The OpenAI-compatible API provides an easy way to query the LLM Mesh as it is built on top of the LLM Mesh API and implements the most used parts of OpenAI’s API for text completion.

The OpenAI-compatible API allows you to send chat completion queries to all LLMs supported by the LLM Mesh, using a standard OpenAI format. This includes, for models that support it:

  • Streamed chat completion responses

  • Multimodal inputs (image and text)

  • Tool calls

  • JSON output mode

Attention

Some arguments from the OpenAI’s API reference are not supported.

Chat completion request:

  • n

  • response_format

  • seed

  • service_tier

  • parallel_tool_calls

  • user

  • function_call (deprecated)

  • functions (deprecated)

Chat completion response:

  • choices.message.refusal

  • choices.logprobs.refusal

  • created

  • service_tier

  • system_fingerprint

  • usage.completion_tokens_details

Your first OpenAI completion query#

from openai import OpenAI

# Specify the DSS OpenAI-compatible public API URL, e.g. http://my.dss/public/api/projects/PROJECT_KEY/llms/openai/v1/
BASE_URL = ""
# Fill with your DSS API Key
API_KEY = ""

# Fill with your LLM id.

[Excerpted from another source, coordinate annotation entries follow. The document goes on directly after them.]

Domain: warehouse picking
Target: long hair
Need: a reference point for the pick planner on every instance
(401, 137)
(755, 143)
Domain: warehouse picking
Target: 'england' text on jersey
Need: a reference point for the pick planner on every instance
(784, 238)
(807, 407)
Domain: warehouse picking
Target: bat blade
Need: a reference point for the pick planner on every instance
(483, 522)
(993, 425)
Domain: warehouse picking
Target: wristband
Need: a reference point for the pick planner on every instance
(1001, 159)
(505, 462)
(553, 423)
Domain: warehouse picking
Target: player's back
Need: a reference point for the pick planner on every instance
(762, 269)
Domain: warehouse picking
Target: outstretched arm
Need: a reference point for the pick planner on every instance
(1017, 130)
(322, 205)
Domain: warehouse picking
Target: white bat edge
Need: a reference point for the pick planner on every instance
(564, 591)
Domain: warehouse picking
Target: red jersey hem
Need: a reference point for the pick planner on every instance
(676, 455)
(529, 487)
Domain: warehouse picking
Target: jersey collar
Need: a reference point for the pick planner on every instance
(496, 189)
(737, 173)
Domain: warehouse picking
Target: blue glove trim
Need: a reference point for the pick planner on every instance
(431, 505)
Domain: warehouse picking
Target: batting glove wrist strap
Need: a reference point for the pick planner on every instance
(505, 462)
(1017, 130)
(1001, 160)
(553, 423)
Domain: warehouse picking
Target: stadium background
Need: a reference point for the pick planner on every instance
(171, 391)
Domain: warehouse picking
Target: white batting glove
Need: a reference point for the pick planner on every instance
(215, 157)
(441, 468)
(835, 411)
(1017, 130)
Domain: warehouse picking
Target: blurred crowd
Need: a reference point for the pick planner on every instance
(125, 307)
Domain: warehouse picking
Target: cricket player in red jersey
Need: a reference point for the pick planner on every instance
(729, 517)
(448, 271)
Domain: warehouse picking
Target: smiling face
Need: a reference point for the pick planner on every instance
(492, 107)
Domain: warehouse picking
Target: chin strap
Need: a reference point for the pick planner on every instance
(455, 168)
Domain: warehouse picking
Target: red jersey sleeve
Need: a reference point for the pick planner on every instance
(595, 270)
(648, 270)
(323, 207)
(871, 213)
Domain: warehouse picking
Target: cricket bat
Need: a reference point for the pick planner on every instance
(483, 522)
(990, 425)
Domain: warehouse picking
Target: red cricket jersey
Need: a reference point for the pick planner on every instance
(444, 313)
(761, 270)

For example, if you have a HuggingFace connection called "myhf", LLM_ID can be "huggingfacelocal:myhf:meta-llama/Meta-Llama-3.1-8B-Instruct:TEXT_GENERATION_LLAMA_2:promptDriven=true"
# To get the list of LLM ids, you can use openai_client.models.list() or project.list_llms() through the dataiku client 
LLM_ID = ""

# Create an OpenAI client
openai_client = OpenAI(
  base_url=BASE_URL,
  api_key=API_KEY
)

resp = openai_client.chat.completions.create(
  model=LLM_ID,
  messages=[{"role": "user", "content": "Write a haiku on GPT models" }],
)

if resp and resp.choices:
  print(resp.choices[0].message.content)

# GPT, a marvel,
# Deep learning's symphony plays,
# Thoughts dance, words unveil.

Reference documentation#

dataikuapi.dss.llm.DSSLLM(client, ...)

A handle to interact with a DSS-managed LLM.

dataikuapi.dss.llm.DSSLLMListItem(client, ...)

An item in a list of llms

dataikuapi.dss.llm.DSSLLMCompletionQuery(llm)

A handle to interact with a completion query.

dataikuapi.dss.llm.DSSLLMCompletionsQuery(llm)

A handle to interact with a multi-completion query.

dataikuapi.dss.llm.DSSLLMCompletionsQuerySingleQuery()

dataikuapi.dss.llm.DSSLLMCompletionQueryMultipartMessage(q, role)

dataikuapi.dss.llm.DSSLLMCompletionResponse([...])

Response to a completion

dataikuapi.dss.llm.DSSLLMEmbeddingsQuery(...)

A handle to interact with an embedding query.

dataikuapi.dss.llm.DSSLLMEmbeddingsResponse(...)

A handle to interact with an embedding query result.

dataikuapi.dss.knowledgebank.DSSKnowledgeBankListItem(...)

An item in a list of knowledege banks

dataikuapi.dss.knowledgebank.DSSKnowledgeBank(...)

A handle to interact with a DSS-managed knowledge bank.